While Baluch nationalism in Pakistan is secular in nature, it is religious in nature on sectarian lines in Iran. The BLA and BLF are beneficiaries of Iran’s lenient attitude towards them because Iranian security forces have given protection and refuge to them and other Baluch rebel groups. They use this protection to attack Jaishul Adl (JA), or the Army of Justice. This militant group is fighting for the rights of both the Baluch and Sunnis in Iran and have many of their bases in Pakistan.
Iran has itself been the victim of terror attacks orchestrated by Baluch religious-nationalist militants in JA because it is an anti-Iran Sunni Muslim militant group that allegedly operates with the support from local tribes in Baluchistan.

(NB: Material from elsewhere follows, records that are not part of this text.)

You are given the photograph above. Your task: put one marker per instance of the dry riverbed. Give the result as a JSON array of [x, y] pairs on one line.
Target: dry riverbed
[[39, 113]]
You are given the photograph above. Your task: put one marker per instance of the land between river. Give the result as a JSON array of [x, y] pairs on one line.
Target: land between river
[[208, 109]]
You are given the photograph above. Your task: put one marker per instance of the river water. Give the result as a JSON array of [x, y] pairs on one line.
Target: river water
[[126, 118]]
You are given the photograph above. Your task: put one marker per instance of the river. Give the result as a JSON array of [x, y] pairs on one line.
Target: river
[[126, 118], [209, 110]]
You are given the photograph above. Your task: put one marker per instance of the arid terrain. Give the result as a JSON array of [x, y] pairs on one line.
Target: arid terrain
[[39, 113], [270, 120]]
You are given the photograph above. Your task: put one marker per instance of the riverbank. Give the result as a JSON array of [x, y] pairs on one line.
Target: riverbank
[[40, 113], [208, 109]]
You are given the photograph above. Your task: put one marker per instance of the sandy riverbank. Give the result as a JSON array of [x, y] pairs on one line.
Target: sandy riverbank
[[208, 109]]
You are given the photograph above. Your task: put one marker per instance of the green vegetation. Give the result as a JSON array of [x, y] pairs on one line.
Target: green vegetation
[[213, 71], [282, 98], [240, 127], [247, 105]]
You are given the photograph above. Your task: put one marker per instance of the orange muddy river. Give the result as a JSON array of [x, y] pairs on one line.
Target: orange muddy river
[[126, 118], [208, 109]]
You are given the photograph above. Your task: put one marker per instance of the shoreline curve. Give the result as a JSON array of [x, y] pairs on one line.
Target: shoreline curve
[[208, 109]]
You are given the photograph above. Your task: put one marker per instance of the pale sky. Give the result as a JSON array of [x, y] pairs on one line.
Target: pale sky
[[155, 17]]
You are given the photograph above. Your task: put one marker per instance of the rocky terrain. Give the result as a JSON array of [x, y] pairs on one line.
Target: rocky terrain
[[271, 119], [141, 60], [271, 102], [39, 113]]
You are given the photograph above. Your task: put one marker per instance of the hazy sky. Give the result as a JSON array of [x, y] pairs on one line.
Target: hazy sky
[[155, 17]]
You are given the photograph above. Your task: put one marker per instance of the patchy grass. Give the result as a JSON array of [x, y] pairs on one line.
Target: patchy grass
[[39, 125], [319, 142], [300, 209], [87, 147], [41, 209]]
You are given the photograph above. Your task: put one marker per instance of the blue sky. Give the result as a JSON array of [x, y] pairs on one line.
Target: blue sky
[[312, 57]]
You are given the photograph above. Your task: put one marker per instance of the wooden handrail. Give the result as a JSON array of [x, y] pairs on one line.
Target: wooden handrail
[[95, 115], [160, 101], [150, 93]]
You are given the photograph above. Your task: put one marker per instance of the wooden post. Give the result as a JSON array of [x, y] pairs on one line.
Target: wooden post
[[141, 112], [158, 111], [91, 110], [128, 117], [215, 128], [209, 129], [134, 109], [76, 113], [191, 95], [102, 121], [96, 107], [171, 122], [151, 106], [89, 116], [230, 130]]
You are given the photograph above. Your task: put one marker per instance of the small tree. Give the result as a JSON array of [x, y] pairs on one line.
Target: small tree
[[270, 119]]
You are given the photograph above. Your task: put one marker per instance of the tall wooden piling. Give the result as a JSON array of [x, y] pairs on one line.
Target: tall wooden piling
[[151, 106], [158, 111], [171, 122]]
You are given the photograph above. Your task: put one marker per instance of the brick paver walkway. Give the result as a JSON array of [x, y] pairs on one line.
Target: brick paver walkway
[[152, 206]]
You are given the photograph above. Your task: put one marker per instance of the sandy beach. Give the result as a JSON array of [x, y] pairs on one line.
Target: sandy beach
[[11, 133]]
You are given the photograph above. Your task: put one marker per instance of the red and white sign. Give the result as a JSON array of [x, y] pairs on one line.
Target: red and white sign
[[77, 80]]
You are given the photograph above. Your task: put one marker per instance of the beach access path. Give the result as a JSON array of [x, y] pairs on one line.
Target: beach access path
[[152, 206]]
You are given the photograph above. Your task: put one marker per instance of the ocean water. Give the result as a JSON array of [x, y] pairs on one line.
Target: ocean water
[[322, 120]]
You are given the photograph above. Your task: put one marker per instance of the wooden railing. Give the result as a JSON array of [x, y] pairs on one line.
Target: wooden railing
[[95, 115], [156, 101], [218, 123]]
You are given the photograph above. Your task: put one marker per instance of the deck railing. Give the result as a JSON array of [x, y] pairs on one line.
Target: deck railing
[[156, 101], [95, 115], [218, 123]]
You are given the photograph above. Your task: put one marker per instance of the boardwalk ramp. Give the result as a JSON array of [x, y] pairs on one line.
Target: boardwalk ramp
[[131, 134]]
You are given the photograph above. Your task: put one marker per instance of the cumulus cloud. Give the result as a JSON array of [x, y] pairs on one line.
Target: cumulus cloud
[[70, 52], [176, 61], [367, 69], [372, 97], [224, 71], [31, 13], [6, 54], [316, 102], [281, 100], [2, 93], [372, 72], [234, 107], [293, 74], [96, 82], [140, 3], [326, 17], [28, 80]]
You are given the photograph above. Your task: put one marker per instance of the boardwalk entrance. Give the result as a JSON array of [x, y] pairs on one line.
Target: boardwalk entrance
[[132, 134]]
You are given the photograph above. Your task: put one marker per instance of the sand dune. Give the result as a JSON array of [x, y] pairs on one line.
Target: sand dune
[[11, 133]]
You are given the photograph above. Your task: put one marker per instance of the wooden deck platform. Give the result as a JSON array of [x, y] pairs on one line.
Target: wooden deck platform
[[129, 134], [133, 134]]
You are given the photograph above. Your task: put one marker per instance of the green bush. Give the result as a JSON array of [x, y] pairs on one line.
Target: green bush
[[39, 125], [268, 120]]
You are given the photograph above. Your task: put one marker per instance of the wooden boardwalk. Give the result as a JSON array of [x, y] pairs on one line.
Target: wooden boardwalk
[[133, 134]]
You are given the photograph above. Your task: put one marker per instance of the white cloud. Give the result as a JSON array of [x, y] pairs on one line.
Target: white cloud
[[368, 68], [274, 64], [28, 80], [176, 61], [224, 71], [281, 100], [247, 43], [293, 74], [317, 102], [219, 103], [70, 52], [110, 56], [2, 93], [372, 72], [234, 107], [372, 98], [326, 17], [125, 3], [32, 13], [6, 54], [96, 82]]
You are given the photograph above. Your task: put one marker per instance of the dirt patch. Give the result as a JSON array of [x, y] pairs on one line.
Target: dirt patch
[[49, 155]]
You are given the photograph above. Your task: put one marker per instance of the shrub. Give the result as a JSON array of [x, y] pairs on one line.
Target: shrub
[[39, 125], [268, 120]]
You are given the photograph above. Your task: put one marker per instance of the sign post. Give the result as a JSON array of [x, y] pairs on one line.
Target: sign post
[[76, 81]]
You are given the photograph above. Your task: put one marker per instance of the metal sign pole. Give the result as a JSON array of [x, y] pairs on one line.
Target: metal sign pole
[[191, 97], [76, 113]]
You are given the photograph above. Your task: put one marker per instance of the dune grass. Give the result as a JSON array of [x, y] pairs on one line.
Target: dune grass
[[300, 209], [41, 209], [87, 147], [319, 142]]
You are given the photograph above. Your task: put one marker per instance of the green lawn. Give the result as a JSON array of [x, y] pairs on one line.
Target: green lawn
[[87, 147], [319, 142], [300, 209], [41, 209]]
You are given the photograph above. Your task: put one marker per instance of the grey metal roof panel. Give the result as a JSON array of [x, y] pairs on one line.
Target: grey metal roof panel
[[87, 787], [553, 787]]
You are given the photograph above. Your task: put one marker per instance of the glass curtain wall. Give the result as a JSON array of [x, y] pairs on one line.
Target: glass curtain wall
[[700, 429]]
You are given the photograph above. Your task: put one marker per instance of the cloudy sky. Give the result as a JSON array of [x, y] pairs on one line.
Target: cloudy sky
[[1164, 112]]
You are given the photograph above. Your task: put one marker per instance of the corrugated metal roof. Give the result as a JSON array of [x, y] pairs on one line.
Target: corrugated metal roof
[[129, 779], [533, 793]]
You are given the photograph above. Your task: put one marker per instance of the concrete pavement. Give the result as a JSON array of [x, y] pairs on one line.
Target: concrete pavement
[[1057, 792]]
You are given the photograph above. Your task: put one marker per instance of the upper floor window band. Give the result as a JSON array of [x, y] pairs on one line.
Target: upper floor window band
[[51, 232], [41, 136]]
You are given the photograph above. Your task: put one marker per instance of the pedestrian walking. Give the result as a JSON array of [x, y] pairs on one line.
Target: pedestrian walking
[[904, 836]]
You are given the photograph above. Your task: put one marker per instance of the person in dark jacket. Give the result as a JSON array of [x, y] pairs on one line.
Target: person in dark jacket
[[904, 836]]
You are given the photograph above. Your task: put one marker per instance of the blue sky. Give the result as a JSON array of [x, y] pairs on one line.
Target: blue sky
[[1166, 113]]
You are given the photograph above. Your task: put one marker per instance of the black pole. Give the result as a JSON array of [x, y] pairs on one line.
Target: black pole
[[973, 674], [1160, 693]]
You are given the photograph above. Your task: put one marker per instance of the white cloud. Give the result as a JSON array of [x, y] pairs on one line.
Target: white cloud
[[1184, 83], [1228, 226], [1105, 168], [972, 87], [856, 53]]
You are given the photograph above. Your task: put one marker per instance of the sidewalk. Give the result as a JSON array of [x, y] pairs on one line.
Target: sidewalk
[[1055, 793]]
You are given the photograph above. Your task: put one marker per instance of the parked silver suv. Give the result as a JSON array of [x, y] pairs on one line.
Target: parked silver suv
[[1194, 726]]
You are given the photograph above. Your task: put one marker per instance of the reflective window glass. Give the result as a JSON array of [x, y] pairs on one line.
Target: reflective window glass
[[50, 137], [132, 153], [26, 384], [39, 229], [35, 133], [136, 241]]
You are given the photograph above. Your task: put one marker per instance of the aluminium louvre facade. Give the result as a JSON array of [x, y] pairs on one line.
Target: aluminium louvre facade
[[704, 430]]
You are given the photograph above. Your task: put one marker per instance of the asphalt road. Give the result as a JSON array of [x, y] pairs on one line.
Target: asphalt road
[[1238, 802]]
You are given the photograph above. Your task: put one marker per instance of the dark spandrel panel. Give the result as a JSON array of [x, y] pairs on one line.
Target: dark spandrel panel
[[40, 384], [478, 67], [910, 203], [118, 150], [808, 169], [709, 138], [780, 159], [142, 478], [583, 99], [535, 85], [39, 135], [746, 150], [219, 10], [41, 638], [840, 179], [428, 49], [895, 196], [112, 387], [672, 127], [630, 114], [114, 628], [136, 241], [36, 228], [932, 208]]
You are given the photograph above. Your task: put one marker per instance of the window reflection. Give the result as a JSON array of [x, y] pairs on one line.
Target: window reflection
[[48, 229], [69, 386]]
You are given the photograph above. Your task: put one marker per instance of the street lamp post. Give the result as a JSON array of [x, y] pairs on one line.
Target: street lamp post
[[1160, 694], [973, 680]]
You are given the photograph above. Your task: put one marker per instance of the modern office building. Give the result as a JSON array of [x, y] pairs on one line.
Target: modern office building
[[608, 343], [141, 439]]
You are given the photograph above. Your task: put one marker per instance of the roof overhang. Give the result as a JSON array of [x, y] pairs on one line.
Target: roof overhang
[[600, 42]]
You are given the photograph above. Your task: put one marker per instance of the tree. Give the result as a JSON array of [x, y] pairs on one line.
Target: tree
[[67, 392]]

In 2018, the group claimed responsibility for the abduction of 12 Iranian security personnel in Sistan-Baluchistan province. There have also been clashes between JA and Pakistani Baluch separatist groups along Pakistan-Iran border areas (Dawn, July 14, 2019).
Without a foolproof security arrangement at the Pakistan-Iran border, Pakistan will not be able to meet the security challenges they suspect are emerging from Iran and affecting Baluchistan. The infiltration of the Baluch militants from either side of the border ultimately poses a significant security challenge for both Iran and Pakistan. The fencing work on the 900 kilometer border has been underway since the two nations agreed to fence the border in 2019 for better security management (The News, July 19, 2019).
Nevertheless, the two countries have been accusing each other of sponsoring rival Baluch militants. In the future China could play a key role because it has heavily invested in Baluchistan and plans to invest up to $400 billion in Iran under a strategic partnership deal it signed last year with the Islamic Republic (Global Times, March 29, 2021). Beijing can use its leverage on both countries to press them to cooperate on cross-border terrorism.